No-one else has brought him a present, thus the ceremony is concluded and they can all return to their American Hots, Sohos or Quattro Fromaggios. Conversation, it seems, isn’t a necessity in this disparate group of misfits.

And then, at the end of the evening, once he has waved his parents goodbye at the train station, he goes back to his room, sleeps alone and dreams of the pigeon at the window.

Tap tap! The pigeon’s beak rings against the window – his eyes open – tap tap, the pigeon strikes again. He walks over to the window and opens it. The pigeon hops in and flutters over to his bed, where Freddy joins it. Gently, he gets back under the sheets and tries to fall asleep whilst the pigeon whispers to him and strokes his forehead.

‘My name eez Patrice,’ he says, with a thick French accent, ‘and eet is all going to be alright! Get zum sleep, leetle boy…’

***

‘Try it!’

Freddy looks over his shoulder nervously. He would be nervous about this even if he was doing it with one of his close friends, but because he’s only just met this shifty red-chinoed man he’s all the more nervous.

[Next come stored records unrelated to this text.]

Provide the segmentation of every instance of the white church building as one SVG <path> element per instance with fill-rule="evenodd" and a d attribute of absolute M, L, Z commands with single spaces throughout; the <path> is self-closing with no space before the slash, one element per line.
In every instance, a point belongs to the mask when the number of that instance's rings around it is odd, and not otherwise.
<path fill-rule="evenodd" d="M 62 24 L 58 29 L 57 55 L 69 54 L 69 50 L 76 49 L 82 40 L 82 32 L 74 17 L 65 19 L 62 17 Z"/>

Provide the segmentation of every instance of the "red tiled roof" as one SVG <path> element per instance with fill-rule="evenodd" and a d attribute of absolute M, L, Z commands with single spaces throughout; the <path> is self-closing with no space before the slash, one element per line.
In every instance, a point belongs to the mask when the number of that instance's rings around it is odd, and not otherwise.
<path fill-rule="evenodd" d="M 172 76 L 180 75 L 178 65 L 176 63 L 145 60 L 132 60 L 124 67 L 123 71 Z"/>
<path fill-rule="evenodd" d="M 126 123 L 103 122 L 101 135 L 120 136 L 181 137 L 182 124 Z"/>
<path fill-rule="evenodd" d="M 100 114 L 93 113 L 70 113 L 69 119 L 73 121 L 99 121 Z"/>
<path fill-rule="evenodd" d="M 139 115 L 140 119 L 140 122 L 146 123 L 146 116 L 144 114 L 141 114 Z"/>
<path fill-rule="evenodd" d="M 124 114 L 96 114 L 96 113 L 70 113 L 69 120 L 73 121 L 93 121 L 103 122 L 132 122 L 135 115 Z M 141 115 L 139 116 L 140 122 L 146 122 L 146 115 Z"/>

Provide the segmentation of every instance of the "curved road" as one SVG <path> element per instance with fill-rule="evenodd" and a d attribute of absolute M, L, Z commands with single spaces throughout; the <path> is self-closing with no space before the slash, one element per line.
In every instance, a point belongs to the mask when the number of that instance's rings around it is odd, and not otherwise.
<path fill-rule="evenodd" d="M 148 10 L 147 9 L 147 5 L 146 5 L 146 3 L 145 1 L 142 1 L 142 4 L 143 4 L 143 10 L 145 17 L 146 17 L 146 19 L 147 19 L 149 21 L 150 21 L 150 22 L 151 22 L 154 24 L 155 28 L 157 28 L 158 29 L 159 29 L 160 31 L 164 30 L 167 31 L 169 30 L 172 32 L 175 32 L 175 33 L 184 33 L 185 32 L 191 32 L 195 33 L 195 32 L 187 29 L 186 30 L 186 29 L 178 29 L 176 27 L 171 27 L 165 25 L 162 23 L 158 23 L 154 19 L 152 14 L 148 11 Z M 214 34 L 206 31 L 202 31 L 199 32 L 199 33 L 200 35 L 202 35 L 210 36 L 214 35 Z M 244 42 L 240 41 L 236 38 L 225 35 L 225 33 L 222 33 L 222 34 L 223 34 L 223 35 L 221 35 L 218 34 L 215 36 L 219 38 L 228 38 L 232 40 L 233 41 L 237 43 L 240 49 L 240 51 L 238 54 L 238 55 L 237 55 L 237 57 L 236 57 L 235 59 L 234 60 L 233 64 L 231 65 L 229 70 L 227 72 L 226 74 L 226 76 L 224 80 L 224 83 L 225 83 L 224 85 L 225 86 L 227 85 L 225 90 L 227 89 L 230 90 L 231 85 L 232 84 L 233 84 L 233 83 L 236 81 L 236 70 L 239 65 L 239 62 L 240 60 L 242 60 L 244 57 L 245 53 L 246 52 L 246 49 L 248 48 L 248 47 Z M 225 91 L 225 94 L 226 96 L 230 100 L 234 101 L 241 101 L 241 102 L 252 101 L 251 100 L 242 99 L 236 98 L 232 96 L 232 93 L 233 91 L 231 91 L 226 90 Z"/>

‘There’s no one here, mate. Just snort it up and we’ll be cooking!’

With one final glance behind – backwards towards his childhood, towards his pet dog Snuffles, towards his family who love and trust him – he leans in to the toilet seat and snorts up his lines.

‘Shit…’ he says, leaning back, whilst Red Chino guffaws with bilious laughter.

‘Total head fuck, no? Let’s get out of here; you’ve got to hit the books during the first part of your high, otherwise you won’t get the full effect. 

Red Chino hastily wipes down the toilet seat, scattering the surrounding area in a light dusting of what looks, to Freddy’s untrained eye, like icing sugar. Delicious.

As they exit the toilets, they see a lanky, tousle-haired boy entering after them, carrying a stack of surgical looking swabs and humming ‘Bailando por el mundo’ under his breath.

Freddy frowns and scampers out onto the staircase that leads up to the Lower Camera. In an attempt to appear nonchalant, he takes a long drink from the water fountain and browses the posters, taking an excessive amount of time to study the Labour Club’s action-packed term card.

Once he is convinced that no-one suspects a thing (not that anyone is around to suspect anything) he plunges down into the Glink, in order to really matter out some brilliantly gacky Economics work.

It takes him about five minutes before he realises that today’s work is PURE SOLID FUCKING GOLD. It’s unbelievable, but he reckons he’s cracked Economics; not just at a university level, but for all humanity. There’s a Nobel Prize for him here.

Swelling with pride, he looks around at the people who are studying diligently around the room. His mouth falls open.

Bernadette is there, scribbling away on a piece of paper and not looking up. Fuck, Freddy thinks, I’ve got to have sex with her. I can have sex with her. I can do anything I want. But I’m starting to sweat…it’s too hot in here…

In order to solve his heat problem and also show off his abs which he momentarily believes he’s been cultivating, he pulls off his jumper and t-shirt and lies back, shirtless, exhaling loudly until Bernadette looks up.

A shocked look passes over her face at the sight of Freddy, sitting topless in the Gladstone Link, winking at her and rubbing his thigh.

She begins to pack up her books, stuffing them into a Fleet Foxes tote bag, before standing up. 

Before she walks away, however, she strides over to Freddy, leans in and whispers in his ear.